Just found the Meos website and I must admit that I was wrong. The Meos does have a CI slot and is therefore compliant with "D" Book regulations. It is just a pity that Meos do not list it in the specifications for the TV. After all of the trouble regarding CI slots last year and the year before, every other manufacturer has been shouting from the rooftops that they have one fitted.
Gerry


----------



## 1300man (Dec 30, 2008)

hi got one ,im thick so got the 16 year old to set it up ,done in about 5 mins, bl--dy kids.


----------



## loughrigg (Nov 10, 2008)

GerryD said:


> Mike,
> In an earlier post you said that you have a "High Gain" aerial on your MH. Do you know what type it is. If it is a round omnidirectional aerial then they do not perform too well for digital. If it is directional, are you certain that it is pointing in the right direction. Have you checked for a signal booster in a cupboard or wardrobe. If you have one then it must be switched on for any signal to reach the TV. Finally, have you checked for Freeview reception at your address.
> Regards,
> Gerry


Hi Gerry

I did say high gain - but I should have clarified that by saying that was the salesman's description.
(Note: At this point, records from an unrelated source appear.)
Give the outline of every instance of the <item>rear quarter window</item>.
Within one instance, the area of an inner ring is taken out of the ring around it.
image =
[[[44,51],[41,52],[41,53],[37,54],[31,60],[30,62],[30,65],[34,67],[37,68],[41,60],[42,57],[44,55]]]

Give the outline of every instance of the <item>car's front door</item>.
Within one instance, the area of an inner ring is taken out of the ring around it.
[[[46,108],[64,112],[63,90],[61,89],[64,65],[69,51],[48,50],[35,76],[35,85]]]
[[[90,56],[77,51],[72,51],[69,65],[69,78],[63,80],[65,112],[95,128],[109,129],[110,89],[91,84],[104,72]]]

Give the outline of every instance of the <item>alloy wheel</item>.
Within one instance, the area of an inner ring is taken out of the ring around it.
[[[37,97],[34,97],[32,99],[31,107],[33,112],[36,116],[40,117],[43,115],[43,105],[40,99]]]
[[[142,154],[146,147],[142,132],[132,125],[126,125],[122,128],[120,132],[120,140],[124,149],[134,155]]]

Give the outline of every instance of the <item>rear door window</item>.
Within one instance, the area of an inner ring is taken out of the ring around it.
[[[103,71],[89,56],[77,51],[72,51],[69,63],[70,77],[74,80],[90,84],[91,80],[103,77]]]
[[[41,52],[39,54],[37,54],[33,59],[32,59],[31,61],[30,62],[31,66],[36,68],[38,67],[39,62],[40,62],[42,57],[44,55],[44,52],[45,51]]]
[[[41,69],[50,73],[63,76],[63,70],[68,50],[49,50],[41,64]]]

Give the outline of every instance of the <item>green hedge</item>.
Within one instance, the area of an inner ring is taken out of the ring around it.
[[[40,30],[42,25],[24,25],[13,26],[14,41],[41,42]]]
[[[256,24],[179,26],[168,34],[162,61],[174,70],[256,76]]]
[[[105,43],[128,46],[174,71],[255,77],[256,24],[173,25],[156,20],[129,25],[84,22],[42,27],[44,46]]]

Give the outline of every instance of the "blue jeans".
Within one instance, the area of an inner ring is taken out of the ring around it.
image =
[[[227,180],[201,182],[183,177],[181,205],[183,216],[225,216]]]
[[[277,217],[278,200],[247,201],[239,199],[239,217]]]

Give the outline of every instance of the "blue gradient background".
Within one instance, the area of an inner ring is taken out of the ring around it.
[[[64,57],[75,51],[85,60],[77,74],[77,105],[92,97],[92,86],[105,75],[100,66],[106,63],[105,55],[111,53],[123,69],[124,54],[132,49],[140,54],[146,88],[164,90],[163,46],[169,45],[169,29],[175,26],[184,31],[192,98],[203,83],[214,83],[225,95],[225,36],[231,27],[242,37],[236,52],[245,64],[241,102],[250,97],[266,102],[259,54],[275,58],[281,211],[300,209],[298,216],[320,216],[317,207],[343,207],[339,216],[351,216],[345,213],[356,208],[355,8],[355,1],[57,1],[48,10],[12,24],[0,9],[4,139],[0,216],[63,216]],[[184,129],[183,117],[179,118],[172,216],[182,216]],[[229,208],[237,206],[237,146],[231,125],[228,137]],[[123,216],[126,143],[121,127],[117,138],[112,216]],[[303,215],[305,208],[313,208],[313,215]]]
I've since learned that the salesman might have been a touch generous with the description - its a Status 315 and judging by the posts on MHF, that particular aerial generally fails to impress.

I found the booster (with a dodgy power connection) - when that was fixed the analogue signal improved from diabolical to awful but still no sign of a digital signal.
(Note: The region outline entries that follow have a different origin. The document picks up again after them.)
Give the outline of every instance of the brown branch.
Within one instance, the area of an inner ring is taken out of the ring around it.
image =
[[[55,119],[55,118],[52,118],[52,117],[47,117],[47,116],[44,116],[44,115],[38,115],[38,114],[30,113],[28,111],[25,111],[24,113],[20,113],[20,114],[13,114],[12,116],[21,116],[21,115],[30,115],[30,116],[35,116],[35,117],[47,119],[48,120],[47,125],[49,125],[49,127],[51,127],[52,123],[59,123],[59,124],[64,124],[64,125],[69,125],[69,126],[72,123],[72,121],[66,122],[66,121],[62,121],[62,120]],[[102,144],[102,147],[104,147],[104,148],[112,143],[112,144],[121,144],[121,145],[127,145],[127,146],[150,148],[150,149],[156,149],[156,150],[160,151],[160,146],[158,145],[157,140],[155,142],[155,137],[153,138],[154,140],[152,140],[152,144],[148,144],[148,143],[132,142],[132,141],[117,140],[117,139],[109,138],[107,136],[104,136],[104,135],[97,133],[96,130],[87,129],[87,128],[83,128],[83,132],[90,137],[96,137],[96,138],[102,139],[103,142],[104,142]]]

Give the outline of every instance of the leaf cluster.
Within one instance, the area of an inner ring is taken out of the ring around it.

Freeview coverage should be OK in my area.

Given the general opinion of the 315, I'm now considering upgrading to a different system - thanks for your help.

Mike


----------



## quartet (Jul 9, 2006)

*Games for meos TV*

You can downlaod the games here
http://www.native32.com/english/gameDetails.aspx?softid=145
you then put them on an empty usb memory stick and insert in usb slot
Barry


----------



## ericWR (Jul 5, 2008)

*MEOS 154B*


Hi folks.
Just to reasure those who have also bought this model, mine is great, it is a brilliant picture, my handbook is 24 pages of pure english, not a foreign word in sight, the quick start guide was easy, and at this very minute I am putting to use on a small indoor aerial next to my computer as I type. so if it does not comply with EU directives let me tell the EU im watching it not them!! keep trying you'll get it right.


----------



## MattRS (May 30, 2008)

Hi All,

I have one of these in the Motorhome too - the remote is a little 'clunky', but otherwise it's pretty good.

If anyone ever finds a Sky remote code for this TV, i'd be pleased to hear from you !

Another question - a couple of people have mentioned the Meos UK website, is this the 'wedodigital.co.uk' site that i've been using, or another ? I have spoken with We Do Digital on the Sky remote code, but they were unable to help.

Thanks

Matt


----------



## FoweyBoy (Dec 7, 2006)

Hi Matt

This is the Meos website, but its not very detailed or helpful. I emailed them a question and got no reply.

http://www.meos.co.uk/productslist

www.wedodigital.co.uk seem to be the main retailers of the Meos TVs. They also trade on Ebay as 'DiddyDigital'.

David


----------